When we obsess over a fear—I hope I don't fail this interview, I hope I don't get sick—we are holding the "failure" or "sickness" object in active memory. We are constantly polling it. We are dedicating precious GPU cycles to rendering the very detail we wish to avoid.
The engine doesn't understand negation. It only understands attention. Attention is the load command.
If you spend your days worrying about rejection, you are training your internal discriminator to detect rejection with pixel-perfect accuracy. You scan every conversation for the slightest micro-expression of disapproval. You render the world through a shader that highlights abandonment. And because you are looking for it, you find it. You manifest it. Not because you magically conjured rejection from the ether, but because you rendered a world where rejection was the primary asset.
Lazy evaluation
In functional programming languages like Haskell, there is a concept called "lazy evaluation." You can define an infinite list of numbers—all the Fibonacci numbers, forever. The computer doesn't crash. It doesn't try to compute them all. It simply holds the potential for the list. It only computes the exact numbers you ask to see, at the moment you ask to see them.
Reality feels like an infinite list. It feels inexhaustible. But perhaps it is just lazily evaluated.
The tree in the forest in Yakushima. When I was there, looking at it, my brain was evaluating that specific node of the infinite list. It computed the smell of the cedar, the roughness of the bark, the damp cold of the mist.
Now that I am gone, the evaluation has stopped. The node is suspended.
Does the tree exist? In the sense that the database entry exists on the server, yes. But in the client-side render of my life, it has been unloaded. It is just a stub.
This is terrifying because it implies that we are responsible for the richness of our own world. If we stop paying attention, the world stops rendering.

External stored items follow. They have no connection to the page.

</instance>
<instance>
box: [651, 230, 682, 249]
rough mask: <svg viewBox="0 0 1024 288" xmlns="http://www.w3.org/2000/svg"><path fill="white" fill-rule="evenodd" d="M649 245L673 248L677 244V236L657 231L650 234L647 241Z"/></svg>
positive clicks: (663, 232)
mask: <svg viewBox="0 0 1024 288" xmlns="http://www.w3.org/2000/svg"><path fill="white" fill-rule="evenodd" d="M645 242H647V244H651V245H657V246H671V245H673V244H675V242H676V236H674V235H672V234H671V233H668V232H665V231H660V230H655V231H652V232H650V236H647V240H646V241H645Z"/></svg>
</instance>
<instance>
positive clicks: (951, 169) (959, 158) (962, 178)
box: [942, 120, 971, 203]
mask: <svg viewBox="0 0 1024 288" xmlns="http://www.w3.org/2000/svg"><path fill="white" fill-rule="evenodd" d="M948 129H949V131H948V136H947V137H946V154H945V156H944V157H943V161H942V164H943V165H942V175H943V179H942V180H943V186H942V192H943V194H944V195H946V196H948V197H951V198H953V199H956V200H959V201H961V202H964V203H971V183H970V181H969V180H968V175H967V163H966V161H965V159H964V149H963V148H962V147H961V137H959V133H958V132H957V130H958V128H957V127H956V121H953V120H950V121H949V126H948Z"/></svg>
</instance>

We have all met people whose worlds seem small, flat, and low-resolution. They do not seem to notice beauty. They do not seem to perceive nuance. Perhaps they are running on low-power mode. Perhaps they have stopped calling .next() on the iterator of their own experience.
And we have met people who seem to live in a world of impossible vibrancy. They notice the way the light hits a glass, the specific cadence of a friend's voice, the texture of a moment. They are manifesting a richer reality simply by allocating the attention to render it.
The observer pattern
In software design, the Observer Pattern is a structure where an object (the subject) maintains a list of its dependents (observers) and notifies them automatically of any state changes.
We think of ourselves as the Observers. We watch the world. The world changes, and we see it.
But the mystics—and the proponents of manifestation—suggest the dependency graph runs the other way. We are not just Observers. We are the Subject. The world is observing us, waiting for the signal to configure itself.
If this is true—even metaphorically—then attention is the most powerful tool we possess. It is not just a flashlight we shine into a pre-existing dark room. It is a procedural generation beam. The terrain forms where the light touches.
If you focus on grievance, you generate a world of injustice. If you focus on gratitude, you generate a world of gifts. This is not "The Secret." This is just the logic of the engine. You cannot render what you do not load. And you cannot experience what you do not render.
The tree in Yakushima is waiting. Not for me to return to the specific GPS coordinates, but for me to return my attention to the quality of silence, the feeling of endurance, the damp ancient air.
The moment I think of it, really think of it, the asset loads. The textures pop in. The wind begins to blow. The forest exists again, manifested from the void of inattention, held in place by the sheer, stubborn act of looking.